Year-to-date in Colorado, building permits issued for multi-family construction are up 2.4 percent, year over year, while permits issued for single-family construction is down 28 percent for the same period.
This year, through March, there have been 680 multi-family permits issued in Colorado, and 1723 single-family permits issued. For the same period during 2010, there were 664 multi-family permits issued, and 2,395 single-family permits.
For the month of March alone, single-family permits are down, year-over-year, by 24.6 percent, but multi-family permits are up 10.5 percent. There were 735 single-family permits and 493 multi-family permits issued during March 2011.
The second graph shows that overall, both multi-family and single-family permits in March are at levels below what was typical over the past decade. However, the March total for multi-family permits was the second-highest total in 28 months. Compared to March 2011 only September 2010, during which 561 permits were issued, had more permits issued in the period since October 2008.
New construction of single-family homes has shown few indications of renewed growth in recent months. Recent housing starts data from the Census Bureau showed only 7,000 new homes sold in the entire western United States during March.
Multi-family activity, on the other hand, has shown some small indications of renewed growth. There has been much optimism within the multifamily industry about rent growth which in turn will lead to new construction. In spite of the optimism, however, few new construction projects have actually begun, although the March permit total for multi-family is one of the highest March totals in the past decade.
The third graph shows that with the exception of March 2006, the number of permits in March exceeds the March permit total of every other year since 2003.

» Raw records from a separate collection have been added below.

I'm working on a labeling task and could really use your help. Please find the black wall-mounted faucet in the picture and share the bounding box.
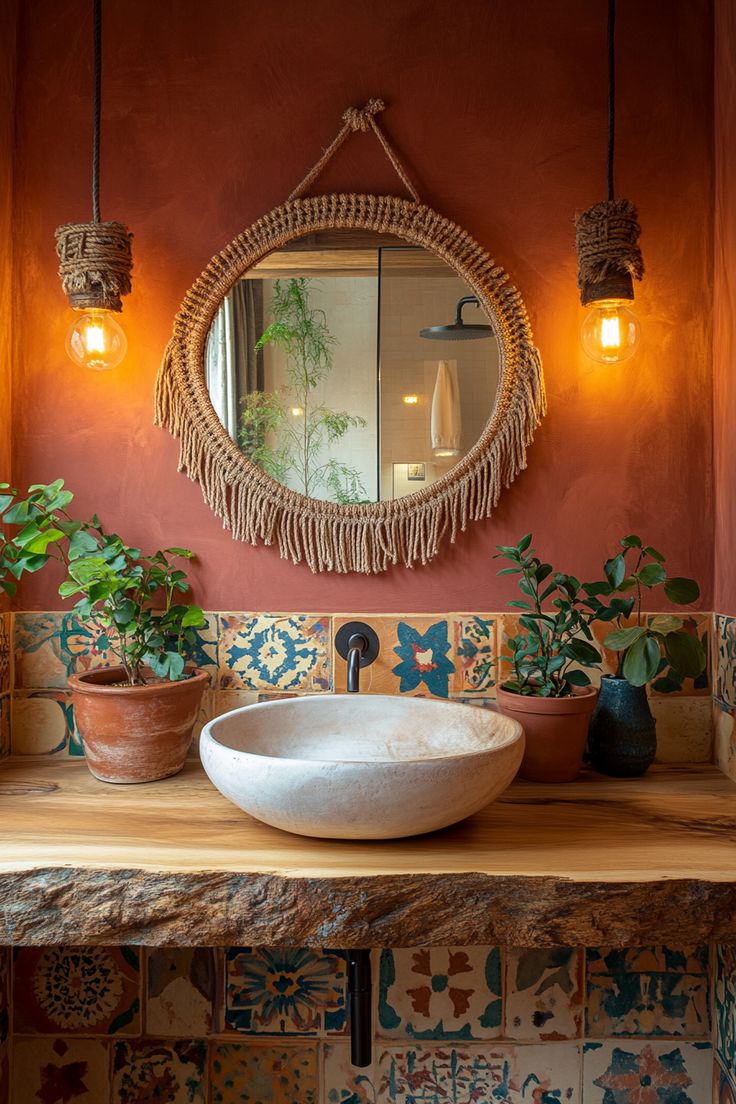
[335,622,380,693]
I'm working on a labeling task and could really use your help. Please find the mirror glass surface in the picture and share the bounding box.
[205,230,500,503]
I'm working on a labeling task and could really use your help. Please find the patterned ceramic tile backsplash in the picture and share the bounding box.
[1,609,715,761]
[714,613,736,782]
[1,943,729,1102]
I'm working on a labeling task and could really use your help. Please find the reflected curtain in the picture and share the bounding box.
[205,280,264,440]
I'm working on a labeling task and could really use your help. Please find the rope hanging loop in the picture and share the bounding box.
[288,97,420,204]
[575,198,643,306]
[55,220,133,311]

While multifamily permits are at a 3-year high, year-to-date totals are nonetheless at low levels by historical standards. In previous posts, we have discussed the repercussions of such a small amount of new construction in multi-family housing. Since permits are a helpful indicator of future construction, it stands to reason that new construction will continue to be at historic lows for the short term, which will in turn drive up rents and keep vacancy rates low.